I have been using the word print for so long you must have internalized it and accepted it as the only way. So how about a technique that is free from all optical problems and  it does not even need a mask. Yes, dear reader, I am talking about writing. Electron beam lithography does exactly that. Stepper motors control the position of the wafer while the electron beam draws the pattern on the electron beam resist (name change due to difference in excitation source). It has some problems of its own like electron scattering and electron dose control, dose being the number of electrons on the area per unit time.
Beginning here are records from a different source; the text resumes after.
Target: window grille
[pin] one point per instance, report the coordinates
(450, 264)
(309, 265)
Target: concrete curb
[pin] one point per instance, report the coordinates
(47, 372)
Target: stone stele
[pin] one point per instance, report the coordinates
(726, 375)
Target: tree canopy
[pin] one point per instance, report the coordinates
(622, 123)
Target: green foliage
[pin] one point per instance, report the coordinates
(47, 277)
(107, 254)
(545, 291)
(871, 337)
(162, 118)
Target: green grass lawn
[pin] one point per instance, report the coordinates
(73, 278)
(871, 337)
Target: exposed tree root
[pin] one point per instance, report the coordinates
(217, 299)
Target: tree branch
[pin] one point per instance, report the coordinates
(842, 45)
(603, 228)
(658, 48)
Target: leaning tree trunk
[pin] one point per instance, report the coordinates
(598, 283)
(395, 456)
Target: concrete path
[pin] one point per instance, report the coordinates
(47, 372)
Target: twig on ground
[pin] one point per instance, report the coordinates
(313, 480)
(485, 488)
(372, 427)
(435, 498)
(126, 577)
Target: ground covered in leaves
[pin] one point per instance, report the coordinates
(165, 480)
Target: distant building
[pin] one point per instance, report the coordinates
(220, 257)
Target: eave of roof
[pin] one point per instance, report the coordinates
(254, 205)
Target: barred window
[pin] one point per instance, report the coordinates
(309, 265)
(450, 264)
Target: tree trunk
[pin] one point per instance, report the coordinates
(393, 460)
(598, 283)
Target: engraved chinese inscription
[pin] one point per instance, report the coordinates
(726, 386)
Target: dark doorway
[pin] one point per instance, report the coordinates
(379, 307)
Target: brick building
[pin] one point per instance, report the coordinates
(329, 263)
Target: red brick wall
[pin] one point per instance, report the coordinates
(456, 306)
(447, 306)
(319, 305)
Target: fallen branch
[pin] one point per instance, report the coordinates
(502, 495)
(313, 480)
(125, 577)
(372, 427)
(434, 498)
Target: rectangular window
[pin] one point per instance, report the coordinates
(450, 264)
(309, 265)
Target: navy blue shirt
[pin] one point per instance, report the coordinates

Yet all of these problems pale in comparison to one big problem.

Figure 6: Electron beam lithography schematic (Reference: Review on Micro- and Nanolithography Techniques and Their Applications)

I want to ask you, when was the last time you got your portrait done in a professional studio? Was it done by camera or did the person there draw you, or paint you? If you were going for a painting, you would have to sit there for the whole day in a single pose, while on the other hand a photograph is a one and done. Maybe some extra for fine tuning of your photo, my point being it is a very fast process compared to painstakingly painting your face. Electron beam lithography is very slow compared to optical lithography. By industrial standards, it is criminally slow. What may take optical one second to do, it takes electron beam around 1,000-10,0000 seconds. For this reason it is the preferred method in research due to the lack of mask manufacturing.

The nature of this method, being what it is, requires the highest level of clean room classification and special lighting to prevent resist triggering outside of controlled exposure. Special yellow lighting or safe lighting are used with wavelengths above 500 nm inside the room. They also filter out UV and blue wavelengths that may be emitted.

The idea of this method is quite simple, even primitive considering how long we have been drawing on rocks. Practical application is always the biggest obstacle that engineers and scientists have to face. This is a trend you will notice in every single method used in semiconductor manufacturing. The theory behind it is disgustingly simple, and yet there is a reason why it is such a highly specialized industry with such a high barrier for entry.

Frequently Asked Questions (FAQ)

Ques: Why is lithography so important?

Lithography controls the process area. Without a very high resolution lithography system, transistors would not be as small as they are today. It is the same as trying to print a 4K image with a printer from 2010, you will get a blurry mess of a picture.

Ques: Why do photoresists change with light source?

Different light sources have different energies. The lower the wavelength, higher the energy. A photoresist is manufactured to harden or soften at a specific energy. Using a light source with energy lower than the required energy will cause inadequate opening of process area. The same goes for higher energy as unwanted reflection may cause more than the required area to be affected.

Ques: Why are mirrors required for EUV lithography?

EUV light has very high energy, it gets absorbed by glass. Only specially designed mirrors are used called multilayer Bragg mirrors. These have alternating thin layers of silicon and molybednum repeated around 40-50 times. These mirrors have a reflectivity of around 70%. The rest is absorbed, refracted or transmitted.